Justice for Workers
- Predecessor: Fight for $15 and Fairness
- Founded at: Toronto, Canada
- Website: www.justice4workers.org

= Justice for Workers =

Canadian labour movement

Justice for Workers: Decent Work for All (previously Fight for $15 and Fairness) is a Canadian campaign and movement focused on the rights and remuneration of low-wage workers.

== History ==
The Fight for $15 and Fairness campaign was launched in the spring of 2015, following the Fight for $15 campaign launch in the US in 2012. Initially the campaign focused on the unmet needs of low-wage workers in precarious employment in Ontario. In April 2015, the campaign organized Ontario-wide demonstrations.

After the passing of the Making Ontario Open for Business Act, 2018 reduced the Ontario Government's commitment to minimum wage, protesting continued on a smaller scale.

During 2020 and 2021, the campaign's activates expanded into Nova Scotia and Newfoundland and Labrador.

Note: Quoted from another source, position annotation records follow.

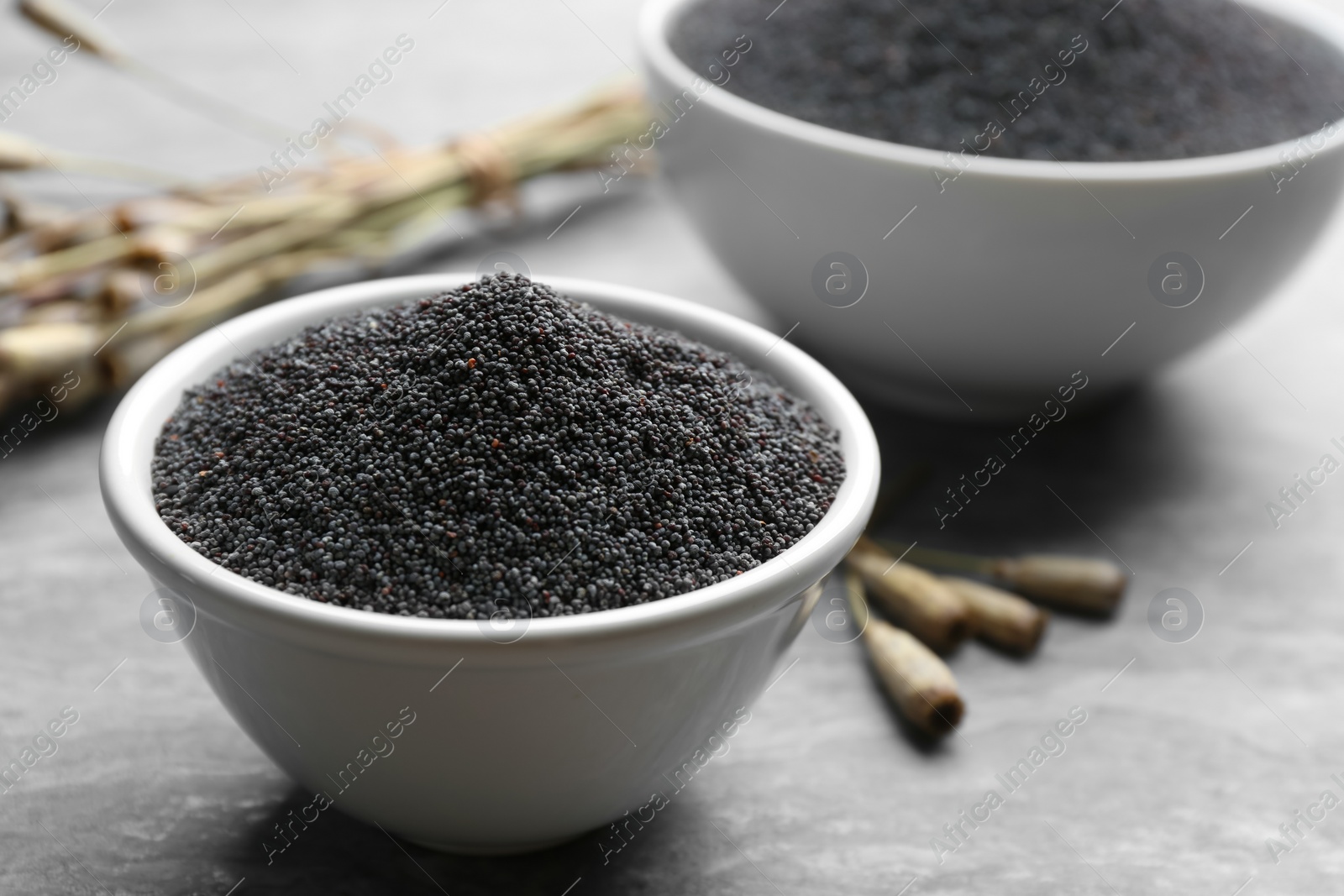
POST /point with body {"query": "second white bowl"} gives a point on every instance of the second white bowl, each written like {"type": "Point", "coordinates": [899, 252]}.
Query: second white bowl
{"type": "Point", "coordinates": [978, 286]}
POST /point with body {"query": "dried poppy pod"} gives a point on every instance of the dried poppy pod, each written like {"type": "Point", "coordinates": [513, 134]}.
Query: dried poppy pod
{"type": "Point", "coordinates": [916, 600]}
{"type": "Point", "coordinates": [1077, 584]}
{"type": "Point", "coordinates": [1001, 618]}
{"type": "Point", "coordinates": [920, 683]}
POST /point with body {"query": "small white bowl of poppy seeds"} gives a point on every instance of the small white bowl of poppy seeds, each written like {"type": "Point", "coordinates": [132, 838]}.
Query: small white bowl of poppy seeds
{"type": "Point", "coordinates": [965, 202]}
{"type": "Point", "coordinates": [514, 551]}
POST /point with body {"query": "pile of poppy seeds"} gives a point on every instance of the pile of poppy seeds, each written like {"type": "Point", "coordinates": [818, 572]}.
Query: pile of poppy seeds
{"type": "Point", "coordinates": [1104, 81]}
{"type": "Point", "coordinates": [497, 448]}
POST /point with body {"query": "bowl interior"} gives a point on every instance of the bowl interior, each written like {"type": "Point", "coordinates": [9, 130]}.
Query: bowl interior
{"type": "Point", "coordinates": [138, 422]}
{"type": "Point", "coordinates": [660, 19]}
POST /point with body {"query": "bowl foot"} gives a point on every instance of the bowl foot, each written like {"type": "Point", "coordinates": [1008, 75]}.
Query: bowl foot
{"type": "Point", "coordinates": [492, 849]}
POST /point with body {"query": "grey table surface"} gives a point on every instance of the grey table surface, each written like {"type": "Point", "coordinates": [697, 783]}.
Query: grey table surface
{"type": "Point", "coordinates": [1191, 757]}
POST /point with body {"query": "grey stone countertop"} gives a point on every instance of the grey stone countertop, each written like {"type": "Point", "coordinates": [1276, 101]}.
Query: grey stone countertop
{"type": "Point", "coordinates": [1191, 754]}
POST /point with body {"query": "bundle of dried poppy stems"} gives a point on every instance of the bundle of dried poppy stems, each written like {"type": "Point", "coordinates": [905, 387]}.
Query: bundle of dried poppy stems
{"type": "Point", "coordinates": [107, 291]}
{"type": "Point", "coordinates": [932, 614]}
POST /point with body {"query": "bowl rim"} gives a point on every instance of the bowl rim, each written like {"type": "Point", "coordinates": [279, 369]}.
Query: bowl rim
{"type": "Point", "coordinates": [718, 605]}
{"type": "Point", "coordinates": [659, 16]}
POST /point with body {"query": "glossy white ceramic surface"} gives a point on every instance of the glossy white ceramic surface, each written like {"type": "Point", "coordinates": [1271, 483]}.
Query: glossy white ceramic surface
{"type": "Point", "coordinates": [987, 281]}
{"type": "Point", "coordinates": [537, 734]}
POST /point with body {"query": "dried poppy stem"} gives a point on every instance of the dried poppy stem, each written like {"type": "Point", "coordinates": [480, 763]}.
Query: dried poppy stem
{"type": "Point", "coordinates": [1001, 618]}
{"type": "Point", "coordinates": [74, 282]}
{"type": "Point", "coordinates": [920, 683]}
{"type": "Point", "coordinates": [1081, 584]}
{"type": "Point", "coordinates": [1077, 584]}
{"type": "Point", "coordinates": [918, 600]}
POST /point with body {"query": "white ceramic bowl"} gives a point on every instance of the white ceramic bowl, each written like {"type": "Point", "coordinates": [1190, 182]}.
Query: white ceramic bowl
{"type": "Point", "coordinates": [528, 741]}
{"type": "Point", "coordinates": [1003, 282]}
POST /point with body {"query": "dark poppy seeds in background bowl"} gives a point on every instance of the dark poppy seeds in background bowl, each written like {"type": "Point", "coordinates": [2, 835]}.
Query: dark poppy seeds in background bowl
{"type": "Point", "coordinates": [1059, 78]}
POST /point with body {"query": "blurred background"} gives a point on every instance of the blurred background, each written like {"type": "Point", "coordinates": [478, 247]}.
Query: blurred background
{"type": "Point", "coordinates": [1194, 752]}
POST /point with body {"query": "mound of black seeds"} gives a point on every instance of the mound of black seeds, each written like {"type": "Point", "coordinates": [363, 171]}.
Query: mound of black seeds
{"type": "Point", "coordinates": [1148, 78]}
{"type": "Point", "coordinates": [495, 448]}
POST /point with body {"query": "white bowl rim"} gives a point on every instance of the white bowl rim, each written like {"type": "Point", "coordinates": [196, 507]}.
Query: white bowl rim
{"type": "Point", "coordinates": [141, 524]}
{"type": "Point", "coordinates": [658, 15]}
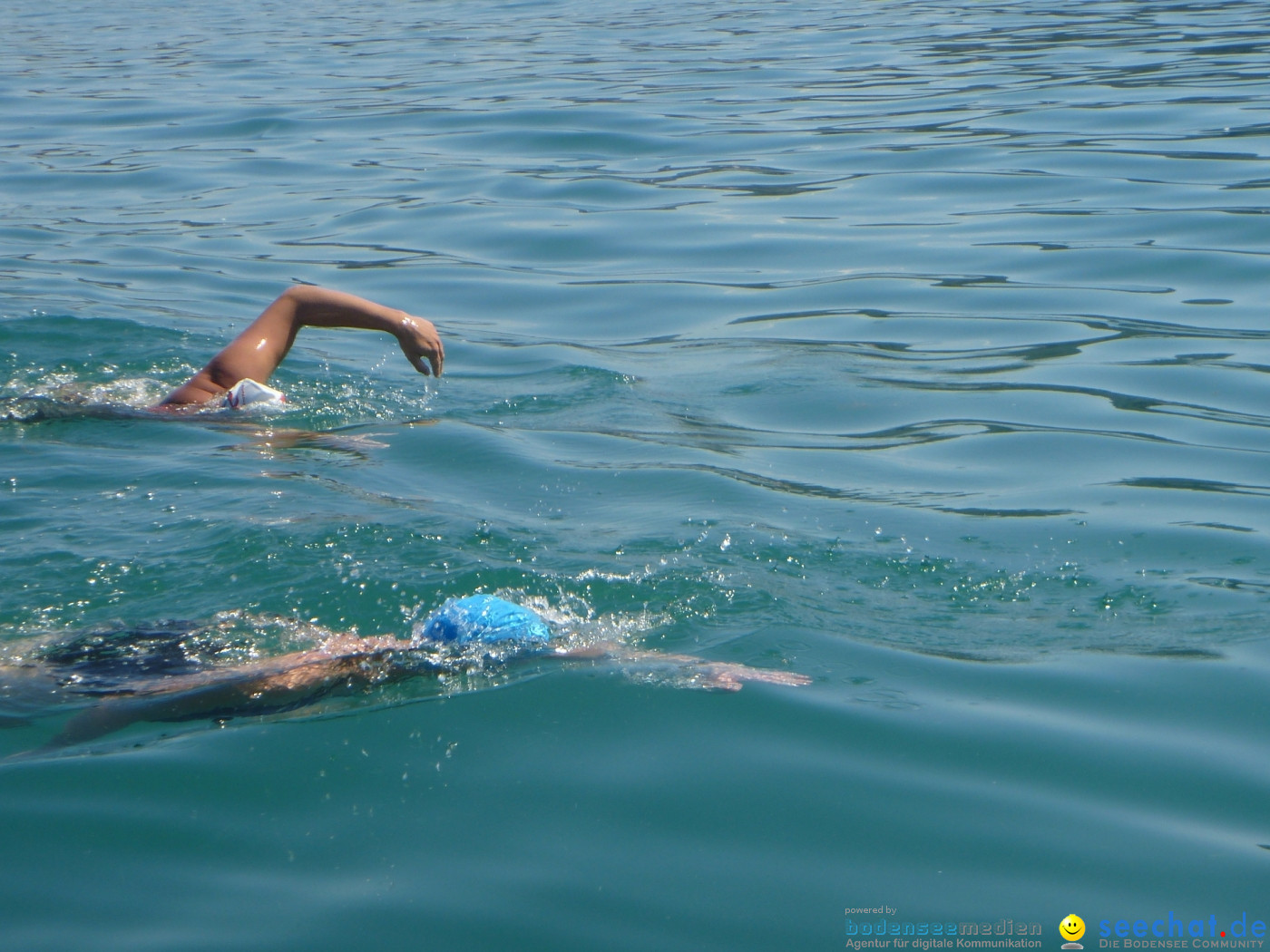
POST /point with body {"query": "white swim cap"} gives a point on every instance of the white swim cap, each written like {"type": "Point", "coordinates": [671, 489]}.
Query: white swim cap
{"type": "Point", "coordinates": [248, 391]}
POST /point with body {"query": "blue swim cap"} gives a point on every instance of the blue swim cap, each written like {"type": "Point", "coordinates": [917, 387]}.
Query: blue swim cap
{"type": "Point", "coordinates": [486, 619]}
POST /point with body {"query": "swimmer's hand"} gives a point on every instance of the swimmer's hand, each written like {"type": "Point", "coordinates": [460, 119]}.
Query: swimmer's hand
{"type": "Point", "coordinates": [721, 675]}
{"type": "Point", "coordinates": [688, 670]}
{"type": "Point", "coordinates": [421, 345]}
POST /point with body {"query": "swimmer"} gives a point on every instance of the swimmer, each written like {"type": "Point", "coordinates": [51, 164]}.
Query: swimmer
{"type": "Point", "coordinates": [254, 355]}
{"type": "Point", "coordinates": [171, 673]}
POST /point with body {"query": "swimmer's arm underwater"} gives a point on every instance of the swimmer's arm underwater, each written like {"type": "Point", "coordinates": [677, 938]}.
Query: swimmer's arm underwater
{"type": "Point", "coordinates": [257, 352]}
{"type": "Point", "coordinates": [694, 672]}
{"type": "Point", "coordinates": [277, 685]}
{"type": "Point", "coordinates": [349, 664]}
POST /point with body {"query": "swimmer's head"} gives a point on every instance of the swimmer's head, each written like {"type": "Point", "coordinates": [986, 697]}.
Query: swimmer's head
{"type": "Point", "coordinates": [485, 619]}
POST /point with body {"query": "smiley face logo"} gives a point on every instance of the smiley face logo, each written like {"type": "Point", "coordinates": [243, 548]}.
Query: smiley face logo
{"type": "Point", "coordinates": [1072, 928]}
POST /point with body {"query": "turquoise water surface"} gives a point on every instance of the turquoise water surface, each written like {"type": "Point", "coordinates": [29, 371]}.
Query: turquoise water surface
{"type": "Point", "coordinates": [920, 348]}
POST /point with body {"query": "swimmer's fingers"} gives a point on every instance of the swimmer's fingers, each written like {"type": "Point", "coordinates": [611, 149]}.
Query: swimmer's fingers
{"type": "Point", "coordinates": [721, 675]}
{"type": "Point", "coordinates": [422, 345]}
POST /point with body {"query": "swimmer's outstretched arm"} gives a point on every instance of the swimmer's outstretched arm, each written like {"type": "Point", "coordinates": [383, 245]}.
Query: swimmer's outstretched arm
{"type": "Point", "coordinates": [347, 664]}
{"type": "Point", "coordinates": [692, 672]}
{"type": "Point", "coordinates": [258, 351]}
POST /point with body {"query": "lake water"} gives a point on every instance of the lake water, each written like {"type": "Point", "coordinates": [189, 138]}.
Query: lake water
{"type": "Point", "coordinates": [916, 346]}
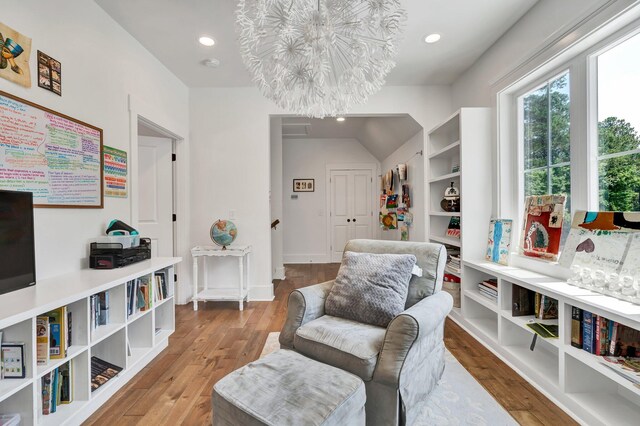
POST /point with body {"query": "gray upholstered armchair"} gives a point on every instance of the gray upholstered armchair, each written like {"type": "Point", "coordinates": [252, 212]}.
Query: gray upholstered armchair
{"type": "Point", "coordinates": [401, 364]}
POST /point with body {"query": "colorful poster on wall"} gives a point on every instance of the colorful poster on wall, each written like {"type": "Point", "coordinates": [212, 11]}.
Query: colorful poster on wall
{"type": "Point", "coordinates": [14, 60]}
{"type": "Point", "coordinates": [542, 230]}
{"type": "Point", "coordinates": [115, 173]}
{"type": "Point", "coordinates": [499, 241]}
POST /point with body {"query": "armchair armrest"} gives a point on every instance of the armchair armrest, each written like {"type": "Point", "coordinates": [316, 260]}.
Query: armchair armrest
{"type": "Point", "coordinates": [305, 304]}
{"type": "Point", "coordinates": [406, 332]}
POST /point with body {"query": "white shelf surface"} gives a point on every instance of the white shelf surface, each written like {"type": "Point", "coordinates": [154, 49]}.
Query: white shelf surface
{"type": "Point", "coordinates": [594, 362]}
{"type": "Point", "coordinates": [484, 301]}
{"type": "Point", "coordinates": [445, 240]}
{"type": "Point", "coordinates": [72, 352]}
{"type": "Point", "coordinates": [104, 331]}
{"type": "Point", "coordinates": [136, 355]}
{"type": "Point", "coordinates": [10, 387]}
{"type": "Point", "coordinates": [138, 315]}
{"type": "Point", "coordinates": [51, 293]}
{"type": "Point", "coordinates": [530, 319]}
{"type": "Point", "coordinates": [445, 214]}
{"type": "Point", "coordinates": [228, 294]}
{"type": "Point", "coordinates": [444, 177]}
{"type": "Point", "coordinates": [447, 151]}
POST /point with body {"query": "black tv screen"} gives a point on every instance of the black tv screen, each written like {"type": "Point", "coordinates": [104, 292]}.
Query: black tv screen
{"type": "Point", "coordinates": [17, 248]}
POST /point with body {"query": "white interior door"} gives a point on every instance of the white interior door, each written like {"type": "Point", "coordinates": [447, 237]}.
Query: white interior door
{"type": "Point", "coordinates": [351, 208]}
{"type": "Point", "coordinates": [155, 193]}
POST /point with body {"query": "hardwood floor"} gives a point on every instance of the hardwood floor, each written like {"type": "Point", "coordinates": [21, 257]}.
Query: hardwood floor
{"type": "Point", "coordinates": [208, 344]}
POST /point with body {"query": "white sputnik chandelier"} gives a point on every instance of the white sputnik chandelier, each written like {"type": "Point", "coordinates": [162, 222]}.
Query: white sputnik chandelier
{"type": "Point", "coordinates": [319, 57]}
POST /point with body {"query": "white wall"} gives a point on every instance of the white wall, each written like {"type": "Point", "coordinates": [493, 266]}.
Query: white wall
{"type": "Point", "coordinates": [537, 28]}
{"type": "Point", "coordinates": [277, 234]}
{"type": "Point", "coordinates": [415, 180]}
{"type": "Point", "coordinates": [230, 142]}
{"type": "Point", "coordinates": [101, 66]}
{"type": "Point", "coordinates": [305, 224]}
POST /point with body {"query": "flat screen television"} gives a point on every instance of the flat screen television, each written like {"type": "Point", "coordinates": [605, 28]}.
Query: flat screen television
{"type": "Point", "coordinates": [17, 247]}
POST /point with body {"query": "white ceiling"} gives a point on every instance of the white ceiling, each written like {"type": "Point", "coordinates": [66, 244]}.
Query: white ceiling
{"type": "Point", "coordinates": [381, 136]}
{"type": "Point", "coordinates": [169, 29]}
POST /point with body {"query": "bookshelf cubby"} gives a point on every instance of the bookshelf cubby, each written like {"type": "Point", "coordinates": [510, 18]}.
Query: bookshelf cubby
{"type": "Point", "coordinates": [574, 379]}
{"type": "Point", "coordinates": [18, 312]}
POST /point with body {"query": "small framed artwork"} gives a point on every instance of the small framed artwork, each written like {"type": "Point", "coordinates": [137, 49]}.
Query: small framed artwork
{"type": "Point", "coordinates": [49, 73]}
{"type": "Point", "coordinates": [304, 185]}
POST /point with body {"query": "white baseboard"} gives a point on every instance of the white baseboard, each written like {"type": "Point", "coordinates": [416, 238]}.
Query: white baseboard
{"type": "Point", "coordinates": [262, 293]}
{"type": "Point", "coordinates": [279, 273]}
{"type": "Point", "coordinates": [306, 258]}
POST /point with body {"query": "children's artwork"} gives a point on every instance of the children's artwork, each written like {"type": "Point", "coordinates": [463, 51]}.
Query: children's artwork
{"type": "Point", "coordinates": [593, 222]}
{"type": "Point", "coordinates": [390, 221]}
{"type": "Point", "coordinates": [49, 73]}
{"type": "Point", "coordinates": [499, 241]}
{"type": "Point", "coordinates": [14, 60]}
{"type": "Point", "coordinates": [404, 233]}
{"type": "Point", "coordinates": [542, 226]}
{"type": "Point", "coordinates": [408, 218]}
{"type": "Point", "coordinates": [115, 172]}
{"type": "Point", "coordinates": [453, 230]}
{"type": "Point", "coordinates": [406, 197]}
{"type": "Point", "coordinates": [392, 201]}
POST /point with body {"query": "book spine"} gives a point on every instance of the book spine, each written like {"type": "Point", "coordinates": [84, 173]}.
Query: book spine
{"type": "Point", "coordinates": [596, 329]}
{"type": "Point", "coordinates": [587, 331]}
{"type": "Point", "coordinates": [576, 327]}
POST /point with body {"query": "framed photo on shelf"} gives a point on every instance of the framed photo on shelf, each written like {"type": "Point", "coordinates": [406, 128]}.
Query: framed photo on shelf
{"type": "Point", "coordinates": [304, 185]}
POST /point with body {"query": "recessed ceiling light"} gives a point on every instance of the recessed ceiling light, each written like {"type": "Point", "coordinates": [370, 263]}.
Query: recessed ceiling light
{"type": "Point", "coordinates": [206, 41]}
{"type": "Point", "coordinates": [432, 38]}
{"type": "Point", "coordinates": [211, 63]}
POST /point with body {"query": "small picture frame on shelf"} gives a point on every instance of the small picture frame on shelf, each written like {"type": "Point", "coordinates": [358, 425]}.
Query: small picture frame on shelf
{"type": "Point", "coordinates": [304, 185]}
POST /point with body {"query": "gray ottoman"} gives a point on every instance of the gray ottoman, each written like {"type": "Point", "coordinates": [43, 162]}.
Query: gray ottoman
{"type": "Point", "coordinates": [286, 388]}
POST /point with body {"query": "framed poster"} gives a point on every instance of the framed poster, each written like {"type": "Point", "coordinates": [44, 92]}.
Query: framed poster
{"type": "Point", "coordinates": [56, 157]}
{"type": "Point", "coordinates": [304, 185]}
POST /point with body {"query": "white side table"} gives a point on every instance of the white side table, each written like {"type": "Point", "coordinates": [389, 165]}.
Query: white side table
{"type": "Point", "coordinates": [227, 294]}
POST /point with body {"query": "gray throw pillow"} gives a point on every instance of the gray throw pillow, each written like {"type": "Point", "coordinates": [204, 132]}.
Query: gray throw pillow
{"type": "Point", "coordinates": [370, 288]}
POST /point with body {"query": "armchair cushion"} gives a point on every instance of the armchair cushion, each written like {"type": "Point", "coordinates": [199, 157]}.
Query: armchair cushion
{"type": "Point", "coordinates": [370, 288]}
{"type": "Point", "coordinates": [343, 343]}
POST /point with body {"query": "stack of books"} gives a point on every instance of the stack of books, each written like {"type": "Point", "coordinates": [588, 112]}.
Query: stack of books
{"type": "Point", "coordinates": [99, 307]}
{"type": "Point", "coordinates": [53, 335]}
{"type": "Point", "coordinates": [453, 262]}
{"type": "Point", "coordinates": [489, 289]}
{"type": "Point", "coordinates": [617, 344]}
{"type": "Point", "coordinates": [57, 388]}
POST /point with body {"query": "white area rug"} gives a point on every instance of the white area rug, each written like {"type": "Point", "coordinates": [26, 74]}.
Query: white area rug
{"type": "Point", "coordinates": [458, 400]}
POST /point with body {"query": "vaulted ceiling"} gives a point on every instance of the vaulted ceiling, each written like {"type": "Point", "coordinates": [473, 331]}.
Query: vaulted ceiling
{"type": "Point", "coordinates": [169, 29]}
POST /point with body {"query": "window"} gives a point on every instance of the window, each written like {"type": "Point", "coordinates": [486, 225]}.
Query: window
{"type": "Point", "coordinates": [546, 139]}
{"type": "Point", "coordinates": [619, 127]}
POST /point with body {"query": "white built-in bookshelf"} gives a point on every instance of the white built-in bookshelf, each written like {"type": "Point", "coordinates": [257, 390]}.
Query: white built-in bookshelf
{"type": "Point", "coordinates": [573, 378]}
{"type": "Point", "coordinates": [146, 331]}
{"type": "Point", "coordinates": [463, 140]}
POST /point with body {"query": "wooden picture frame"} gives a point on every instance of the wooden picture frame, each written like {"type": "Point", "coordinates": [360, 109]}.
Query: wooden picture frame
{"type": "Point", "coordinates": [37, 132]}
{"type": "Point", "coordinates": [304, 185]}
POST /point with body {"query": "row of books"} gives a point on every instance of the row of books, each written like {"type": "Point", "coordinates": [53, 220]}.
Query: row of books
{"type": "Point", "coordinates": [525, 302]}
{"type": "Point", "coordinates": [601, 336]}
{"type": "Point", "coordinates": [12, 365]}
{"type": "Point", "coordinates": [53, 335]}
{"type": "Point", "coordinates": [101, 372]}
{"type": "Point", "coordinates": [99, 310]}
{"type": "Point", "coordinates": [57, 388]}
{"type": "Point", "coordinates": [489, 289]}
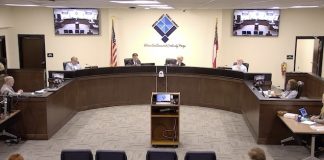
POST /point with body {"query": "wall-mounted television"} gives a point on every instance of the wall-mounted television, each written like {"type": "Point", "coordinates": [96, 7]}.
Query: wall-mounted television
{"type": "Point", "coordinates": [76, 21]}
{"type": "Point", "coordinates": [256, 22]}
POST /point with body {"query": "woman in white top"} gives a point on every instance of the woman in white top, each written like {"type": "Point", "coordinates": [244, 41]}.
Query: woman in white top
{"type": "Point", "coordinates": [7, 89]}
{"type": "Point", "coordinates": [291, 90]}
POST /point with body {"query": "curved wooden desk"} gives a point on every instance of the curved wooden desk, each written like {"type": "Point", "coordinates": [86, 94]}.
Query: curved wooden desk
{"type": "Point", "coordinates": [206, 87]}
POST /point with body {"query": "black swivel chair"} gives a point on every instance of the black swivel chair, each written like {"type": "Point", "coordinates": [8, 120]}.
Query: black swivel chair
{"type": "Point", "coordinates": [200, 155]}
{"type": "Point", "coordinates": [110, 155]}
{"type": "Point", "coordinates": [127, 61]}
{"type": "Point", "coordinates": [76, 154]}
{"type": "Point", "coordinates": [161, 155]}
{"type": "Point", "coordinates": [245, 64]}
{"type": "Point", "coordinates": [170, 62]}
{"type": "Point", "coordinates": [300, 88]}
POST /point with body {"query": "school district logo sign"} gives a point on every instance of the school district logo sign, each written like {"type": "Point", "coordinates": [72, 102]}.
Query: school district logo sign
{"type": "Point", "coordinates": [165, 27]}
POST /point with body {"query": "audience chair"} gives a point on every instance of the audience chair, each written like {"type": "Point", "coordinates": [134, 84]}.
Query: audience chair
{"type": "Point", "coordinates": [300, 88]}
{"type": "Point", "coordinates": [76, 154]}
{"type": "Point", "coordinates": [161, 155]}
{"type": "Point", "coordinates": [200, 155]}
{"type": "Point", "coordinates": [110, 155]}
{"type": "Point", "coordinates": [127, 61]}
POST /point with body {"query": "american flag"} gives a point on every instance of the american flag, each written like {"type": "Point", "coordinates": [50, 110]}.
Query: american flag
{"type": "Point", "coordinates": [113, 51]}
{"type": "Point", "coordinates": [215, 47]}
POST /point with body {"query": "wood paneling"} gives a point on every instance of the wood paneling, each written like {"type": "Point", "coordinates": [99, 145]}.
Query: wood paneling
{"type": "Point", "coordinates": [42, 116]}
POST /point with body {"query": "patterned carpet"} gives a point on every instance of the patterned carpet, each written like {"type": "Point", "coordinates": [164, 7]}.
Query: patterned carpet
{"type": "Point", "coordinates": [128, 128]}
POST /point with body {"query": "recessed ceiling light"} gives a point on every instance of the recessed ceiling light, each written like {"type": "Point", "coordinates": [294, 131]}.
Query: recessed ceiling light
{"type": "Point", "coordinates": [167, 7]}
{"type": "Point", "coordinates": [303, 6]}
{"type": "Point", "coordinates": [56, 7]}
{"type": "Point", "coordinates": [153, 5]}
{"type": "Point", "coordinates": [22, 5]}
{"type": "Point", "coordinates": [136, 2]}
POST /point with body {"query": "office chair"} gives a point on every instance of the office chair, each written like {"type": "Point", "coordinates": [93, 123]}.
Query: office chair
{"type": "Point", "coordinates": [200, 155]}
{"type": "Point", "coordinates": [161, 155]}
{"type": "Point", "coordinates": [64, 65]}
{"type": "Point", "coordinates": [127, 61]}
{"type": "Point", "coordinates": [300, 88]}
{"type": "Point", "coordinates": [110, 155]}
{"type": "Point", "coordinates": [76, 154]}
{"type": "Point", "coordinates": [170, 62]}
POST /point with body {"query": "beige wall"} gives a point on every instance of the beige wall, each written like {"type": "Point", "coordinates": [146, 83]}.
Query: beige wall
{"type": "Point", "coordinates": [304, 55]}
{"type": "Point", "coordinates": [134, 28]}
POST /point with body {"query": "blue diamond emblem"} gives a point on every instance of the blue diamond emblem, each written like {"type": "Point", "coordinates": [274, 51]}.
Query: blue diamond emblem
{"type": "Point", "coordinates": [165, 27]}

The "Justice for Workers" campaign was launched on May 1, 2021, as the next phase of the Ontario-wide campaign for decent work. The campaign aims to improve the working conditions of low-wage and precarious workers across Ontario. The campaign was created in response to the harsh realities of working conditions exposed by the pandemic. To achieve this, the campaign demands a $20-per-hour minimum wage, 10 permanent paid sick days, equal pay for equal work, permanent resident status for all and much more.

== Impact ==
The campaign has "terrified" Restaurant Brands International, the owners of Tim Hortons, and the campaign was credited with the inclusion of a $15 federal minimum wage in the 2021 Canadian federal budget.